The British political class has increasingly come under fire for the consequences of two years of disastrous Covid policy choices – namely, a crashing health system, a spiralling cost of living crisis, deleterious effects on children, to name but a few. As Covid was running out of steam, the Ukraine crisis has offered a wonderful set of photo opportunities and ostensibly consequence-free grand statements about values, ‘the West’ and the British political class’s perennial favourite, the Churchill tribute act. Of course, on one level it’s easy to understand why Johnson preferred to ditch his Doncaster meeting with Conservative MPs and fly to Kiev for a celebrity photo shoot with Zelensky. Who among us would not prefer to be jetting off to be feted in a place in which a street has been named after us, instead of sitting in a stuffy room with a bunch of moaning parliamentarians complaining about how angry their constituents are?  

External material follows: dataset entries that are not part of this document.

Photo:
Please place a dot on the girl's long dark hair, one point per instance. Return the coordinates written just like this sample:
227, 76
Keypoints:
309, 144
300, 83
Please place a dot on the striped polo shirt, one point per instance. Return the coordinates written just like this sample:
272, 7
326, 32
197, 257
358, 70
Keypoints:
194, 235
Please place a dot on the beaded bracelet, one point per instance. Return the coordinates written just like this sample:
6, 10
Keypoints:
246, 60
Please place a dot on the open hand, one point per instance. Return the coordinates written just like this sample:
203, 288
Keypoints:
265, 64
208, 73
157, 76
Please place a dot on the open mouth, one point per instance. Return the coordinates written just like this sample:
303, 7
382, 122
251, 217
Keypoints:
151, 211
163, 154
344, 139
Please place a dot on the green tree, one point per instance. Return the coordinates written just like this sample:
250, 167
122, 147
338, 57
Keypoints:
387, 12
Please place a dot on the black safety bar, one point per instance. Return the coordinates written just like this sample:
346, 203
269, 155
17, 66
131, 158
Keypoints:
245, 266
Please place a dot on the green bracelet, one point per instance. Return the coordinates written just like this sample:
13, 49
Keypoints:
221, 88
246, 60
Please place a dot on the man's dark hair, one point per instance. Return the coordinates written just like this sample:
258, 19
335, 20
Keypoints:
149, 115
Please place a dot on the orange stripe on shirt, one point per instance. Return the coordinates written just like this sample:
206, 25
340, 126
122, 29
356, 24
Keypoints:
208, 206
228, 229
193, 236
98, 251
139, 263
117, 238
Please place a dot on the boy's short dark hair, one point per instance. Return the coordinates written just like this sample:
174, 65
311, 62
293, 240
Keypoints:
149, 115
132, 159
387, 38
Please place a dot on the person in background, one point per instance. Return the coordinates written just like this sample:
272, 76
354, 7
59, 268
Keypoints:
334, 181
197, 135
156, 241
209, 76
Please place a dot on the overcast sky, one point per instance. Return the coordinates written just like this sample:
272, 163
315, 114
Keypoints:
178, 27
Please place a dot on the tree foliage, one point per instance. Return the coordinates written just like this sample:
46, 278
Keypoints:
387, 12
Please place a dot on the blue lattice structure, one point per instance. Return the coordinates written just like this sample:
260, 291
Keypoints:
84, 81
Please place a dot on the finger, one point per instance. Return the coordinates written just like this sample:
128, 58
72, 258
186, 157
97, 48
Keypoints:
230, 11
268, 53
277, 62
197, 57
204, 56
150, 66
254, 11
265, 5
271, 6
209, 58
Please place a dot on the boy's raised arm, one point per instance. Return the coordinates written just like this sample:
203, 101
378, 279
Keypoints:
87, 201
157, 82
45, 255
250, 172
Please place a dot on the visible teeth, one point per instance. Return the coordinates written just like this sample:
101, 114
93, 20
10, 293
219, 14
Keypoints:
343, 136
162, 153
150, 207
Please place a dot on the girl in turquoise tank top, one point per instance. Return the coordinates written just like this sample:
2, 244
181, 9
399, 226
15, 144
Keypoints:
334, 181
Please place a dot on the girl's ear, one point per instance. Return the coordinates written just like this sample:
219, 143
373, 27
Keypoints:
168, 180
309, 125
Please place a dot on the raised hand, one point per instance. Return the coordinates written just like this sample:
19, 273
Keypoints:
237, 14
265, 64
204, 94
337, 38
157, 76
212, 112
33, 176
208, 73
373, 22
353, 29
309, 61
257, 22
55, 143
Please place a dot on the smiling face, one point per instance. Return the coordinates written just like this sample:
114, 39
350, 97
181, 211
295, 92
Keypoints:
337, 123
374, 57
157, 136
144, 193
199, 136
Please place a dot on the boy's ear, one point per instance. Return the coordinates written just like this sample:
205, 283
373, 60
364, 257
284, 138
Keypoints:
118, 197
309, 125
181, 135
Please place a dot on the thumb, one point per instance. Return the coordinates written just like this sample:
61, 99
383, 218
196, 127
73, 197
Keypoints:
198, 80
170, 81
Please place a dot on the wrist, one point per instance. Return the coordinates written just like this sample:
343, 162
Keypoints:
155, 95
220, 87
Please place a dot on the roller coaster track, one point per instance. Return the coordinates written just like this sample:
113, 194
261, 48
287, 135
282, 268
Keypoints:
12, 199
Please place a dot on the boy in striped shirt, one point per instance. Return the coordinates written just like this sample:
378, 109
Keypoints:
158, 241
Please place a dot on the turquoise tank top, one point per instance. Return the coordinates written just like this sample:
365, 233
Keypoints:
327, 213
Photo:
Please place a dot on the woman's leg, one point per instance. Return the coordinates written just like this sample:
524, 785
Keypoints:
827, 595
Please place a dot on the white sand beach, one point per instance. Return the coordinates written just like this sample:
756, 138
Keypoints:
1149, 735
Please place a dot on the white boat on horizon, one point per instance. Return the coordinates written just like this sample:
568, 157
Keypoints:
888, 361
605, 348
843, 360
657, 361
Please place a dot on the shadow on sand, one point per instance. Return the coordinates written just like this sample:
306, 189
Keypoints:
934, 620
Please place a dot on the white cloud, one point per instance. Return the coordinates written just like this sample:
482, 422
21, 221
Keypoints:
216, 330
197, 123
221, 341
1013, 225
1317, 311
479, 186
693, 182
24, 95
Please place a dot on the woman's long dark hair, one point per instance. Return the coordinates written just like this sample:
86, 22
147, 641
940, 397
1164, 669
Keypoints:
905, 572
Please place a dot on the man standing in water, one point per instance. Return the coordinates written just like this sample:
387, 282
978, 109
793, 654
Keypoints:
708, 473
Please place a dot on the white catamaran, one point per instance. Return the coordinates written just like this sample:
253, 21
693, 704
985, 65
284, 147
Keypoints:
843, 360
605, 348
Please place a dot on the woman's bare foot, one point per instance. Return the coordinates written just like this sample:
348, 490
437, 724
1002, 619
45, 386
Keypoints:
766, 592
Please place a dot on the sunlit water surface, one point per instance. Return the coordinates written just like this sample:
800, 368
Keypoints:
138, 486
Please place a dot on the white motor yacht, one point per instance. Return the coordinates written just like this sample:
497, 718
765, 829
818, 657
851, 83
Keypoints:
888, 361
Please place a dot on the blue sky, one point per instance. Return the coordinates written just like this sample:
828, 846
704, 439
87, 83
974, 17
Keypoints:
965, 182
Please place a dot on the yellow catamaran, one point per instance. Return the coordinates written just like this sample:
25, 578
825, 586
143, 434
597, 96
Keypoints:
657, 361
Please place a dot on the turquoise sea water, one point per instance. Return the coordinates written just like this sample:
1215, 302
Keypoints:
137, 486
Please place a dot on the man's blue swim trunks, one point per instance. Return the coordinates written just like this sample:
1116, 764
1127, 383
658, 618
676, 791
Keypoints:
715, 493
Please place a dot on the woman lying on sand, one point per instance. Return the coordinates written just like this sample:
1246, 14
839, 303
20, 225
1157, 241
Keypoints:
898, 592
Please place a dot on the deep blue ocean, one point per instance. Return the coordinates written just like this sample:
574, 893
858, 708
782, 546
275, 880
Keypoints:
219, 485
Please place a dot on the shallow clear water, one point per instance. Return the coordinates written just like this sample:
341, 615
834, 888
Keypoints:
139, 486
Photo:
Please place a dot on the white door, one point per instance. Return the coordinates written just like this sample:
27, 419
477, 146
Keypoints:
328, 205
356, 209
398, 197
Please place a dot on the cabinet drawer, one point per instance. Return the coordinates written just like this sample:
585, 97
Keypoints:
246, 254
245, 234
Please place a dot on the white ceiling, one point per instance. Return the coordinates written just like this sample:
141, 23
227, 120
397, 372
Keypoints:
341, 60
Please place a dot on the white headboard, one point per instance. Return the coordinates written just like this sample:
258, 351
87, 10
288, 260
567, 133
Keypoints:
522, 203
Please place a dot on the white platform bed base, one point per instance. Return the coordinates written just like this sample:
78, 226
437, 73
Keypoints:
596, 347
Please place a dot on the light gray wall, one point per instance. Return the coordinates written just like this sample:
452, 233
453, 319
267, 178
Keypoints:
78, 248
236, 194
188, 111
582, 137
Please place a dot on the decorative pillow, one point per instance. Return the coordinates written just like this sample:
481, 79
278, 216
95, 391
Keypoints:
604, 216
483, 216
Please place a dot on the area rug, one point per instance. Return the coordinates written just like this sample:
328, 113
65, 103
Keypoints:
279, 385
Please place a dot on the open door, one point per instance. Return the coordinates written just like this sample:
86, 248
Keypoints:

For much of the previous two centuries foreign policy has been justified in the name of the ‘the national interest’, a term that implies a core of irreducible interests and values that is above the hurly burly of domestic political contestation, although in reality was established through that contest. The national interest has been defined by the ruling elites of the day in terms of their class interests. Brexit offered a head-on challenge to the ruling elite, one that raised the spectre of democratic control of policy. It could, therefore, be an opportunity to think about our foreign policy and what our interests as citizens might be when it comes to foreign policy. 

However, we have a political class that is doing its utmost to kill off any democratic potential within the Brexit vote. If Covid policies represented the politics of restoration, policy towards Ukraine is a glorious revolution in which any hint of the democratic politics is put firmly back into its box. Policies ostensibly dictated by events far beyond our control is the rule from now on. The current batch of contenders to replace out-going prime minister Boris Johnson does not bode well on this front. Liz Truss will no doubt double down on escalating the war as part of her poundshop Thatcher routine. Sunak has pledged that his first foreign visit will be to Kiev if he becomes Prime Minister. All of this shows that our leaders just cannot get away from the voters quick enough. We need to force a discussion about foreign policy in the public arena and ask what our interests might be. Without democratic control of foreign policy, we cannot claim the popular sovereignty that Brexit promised.